Workers in the private sector are technically not subject to a federal vaccine mandate, even after the Biden administration’s high-profile announcement earlier this month. The expected Occupational safety and health administration the rule will be just demand companies with more than 100 employees to test unvaccinated workers every week. The rule, however, is expected to put pressure on companies to impose their own vaccine mandates. In a long summary policies and practices of Covid-19 earlier this year, the Equal Employment Opportunity Commission said federal anti-discrimination laws like Title VII do not generally prohibit companies from imposing vaccination warrants to their workers.

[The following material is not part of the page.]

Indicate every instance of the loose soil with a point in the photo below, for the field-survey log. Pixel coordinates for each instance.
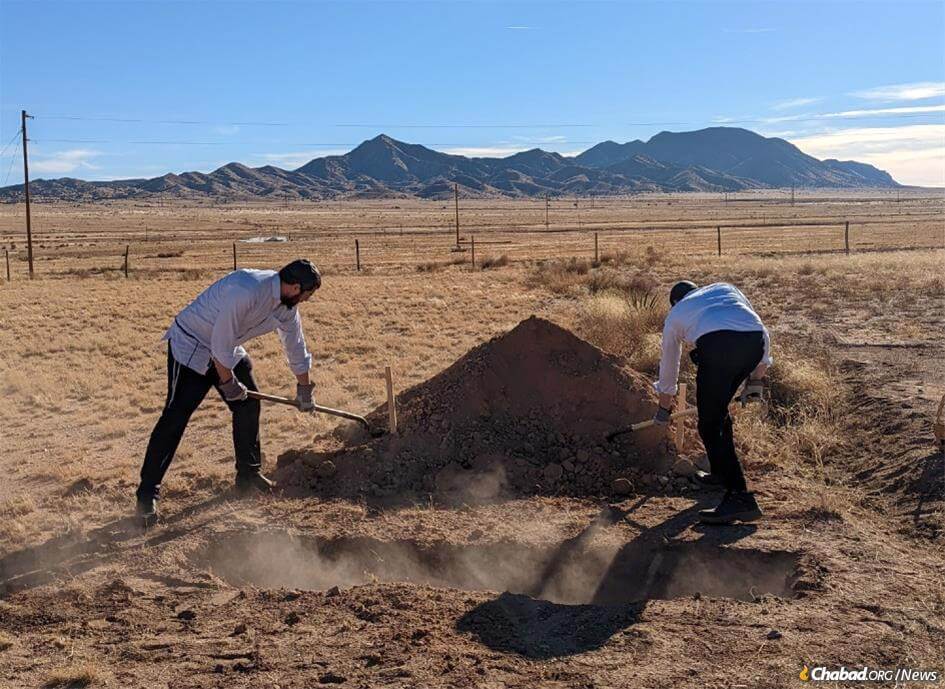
(524, 413)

At the same time, the EEOC explained that companies must provide reasonable accommodations to workers who seek religious exemption from the Covid-19 vaccine, unless it represents “undue hardship” for the employer. “However, if an employee requests religious accommodation and an employer is aware of facts which provide an objective basis for questioning the religious nature or sincerity of a particular belief, practice or observance , the employer would be justified in requesting supporting information, ”noted the EEOC.
The Supreme Court, for its part, did not hear a case on religious exemptions from vaccination warrants. Jacobson v. Massachusetts, the founding case of 1905 where judges upheld an anti-smallpox warrant in Cambridge, centered on medical objections to the vaccine rather than spiritual ones. Perhaps the most notable case in which the High Court looked into the matter came in 1992, in Division of Employment c. Smith, where the court dismissed the free practice clause challenges against what she described as “neutral laws of general application.” This case involved two Oregon men challenging a state law that denied them unemployment benefits for using peyote, which has sacramental uses in the Native American Church.